Fonterra paid NZ$750m (€429m) for its 18.8% stake in 2015, in a bid to gain access to Chinese consumers for its infant formula. Last year, Fonterra wrote down the investment in Beingmate by NZ$405m (€232m). As a result, the dairy giant made its first ever annual loss of NZ$196m (€112m).
The investment in Beingmate, which aimed to capitalise on China’s growing demand for infant formula and provide Fonterra with a presence in China’s branded-dairy industry, has not performed as expected. Shares in Beingmate have almost halved in value since April.

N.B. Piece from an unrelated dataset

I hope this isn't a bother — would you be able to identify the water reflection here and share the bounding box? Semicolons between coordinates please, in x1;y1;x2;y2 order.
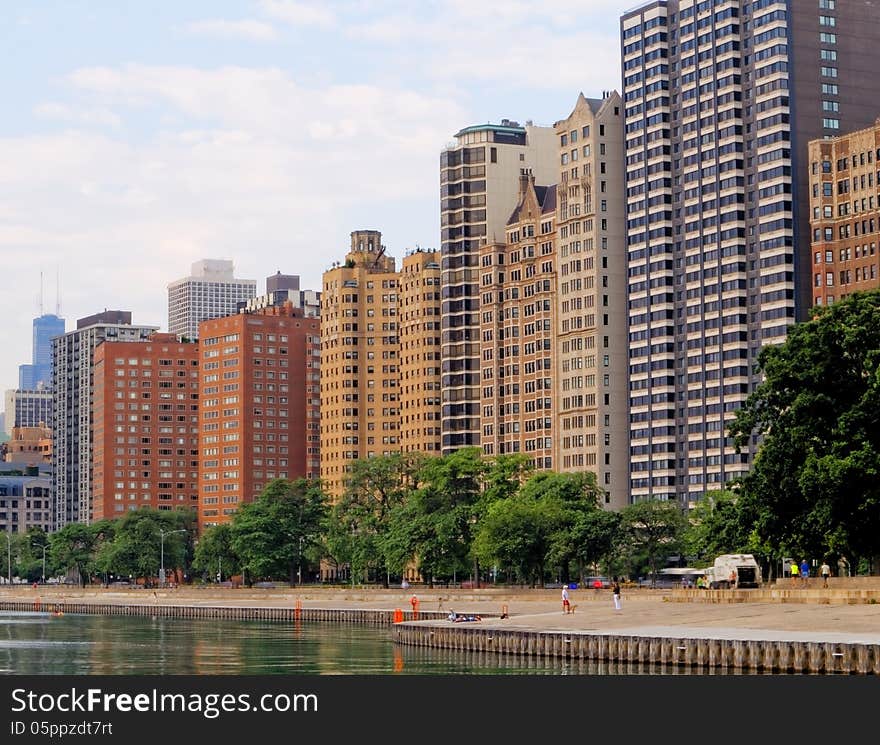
1;611;770;676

China will always be one of our most important markets
Subject to demand for the shares, under the Chinese Stock Exchange rules it is possible to sell only up to 1% every 90 days directly on the exchange, or sell up to 2% in a single block every 90 days. Trades greater than 5% can be made to an individual party in an off-market transaction.
The decision is part of Fonterra’s three-point plan to turn around the business. Despite this move, Fonterra chief executive Miles Hurrell has reiterated the importance of the Chinese market saying “China will always be one of our most important markets. We’ve got a strong business there and are still very much focused on the areas in China where we can succeed.”